その人の前を通るときに私がした咳払いが、その人をバカにするために向けられたものだと思ったらしい。

 リアルで私を知っている人はわかると思うが、私は咳払いのクセがある。当然誰かに向けてするものではない。誤解させてしまったのは申し訳ないので説明しようとしたその時、

「この差別主義者ー!差別主義者ー!差別主義者ー!」

とその人が連呼し出した。

私がいくら「あなたに向けてした咳払いじゃないですよ」と言っても、

「人を選んでやってるんだろ?そういうの差別って言うんだよ!この差別主義者ー!」としゃべり続ける。

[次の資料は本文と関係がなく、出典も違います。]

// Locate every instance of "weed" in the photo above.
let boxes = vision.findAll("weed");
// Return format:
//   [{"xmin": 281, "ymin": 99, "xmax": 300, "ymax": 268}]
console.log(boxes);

その場から去ろうとしたがバイクでついてくるので、「自分は咳払いのクセがあって・・・」とさらに説明しようとするが、

「高校生にも言ってるけどよ、わかりやすいんだよ。人を差別して楽しいのか?差別は楽しいのか?」と、全く会話が通じない。

生徒にもこんな絡み方をしているのかと思った途端、私もヒートアップしてしまい、「いいかげんにしてください!こちらはあなたのことなんか視界にも入っていませんでしたよ!」と大声を出した。

その瞬間、私の心は急速に萎えて、それ以上何も言えなくなってしまった。

必死に誤解を解こう、正当性を認めてもらおうとしている自分に気づいてしまったからだ。

なぜ、誤解をされている相手に喧嘩腰で対応してしまったのか。

あるいは適当に受け流すことができなかったのか。

なぜ穏やかに、時間をかけて対話できなかったのか。その日は仕事も休みで時間なら十分にあったはずだ。

その答えは明白だった。

会話が成り立たない赤の他人からでさえ、差別主義者と誤解される不快感に、私は耐えられなかったのだ。

生徒には常々、「安心、安全、快適ばかり追求してはいけない。不安、危険、不快を受け入れるところに自由がある」と言っている。

しかし安心、安全、快適にどっぷり浸かっていたのは自分だった。

 世の中の多くの人が出勤する時間に出勤し、教員という同じ職業の人たちと働き、高校生という若さ溢れる人たちと関わり、ほぼ定時で上がり、こどもを迎えに行く毎日が当たり前になっていた。

自分が今いる領域は本当に恵まれている。そしてそこから外れている人はいつでもどこにでもいる。そういう人たちが生きやすくなる世の中にするにはどうしたら良いのか。

そんなことをいつも考えているつもりだった。でも私は自分の発した言葉の通り、そういう人を「視界に入れない」ようにしていたのだ。

おっさん、ごめん。今度見かけたらわざと咳払いするよ。だからまたブチ切れて追いかけてきてよ。

今度は道端じゃなくてさ、近くの公園でじっくり話そう。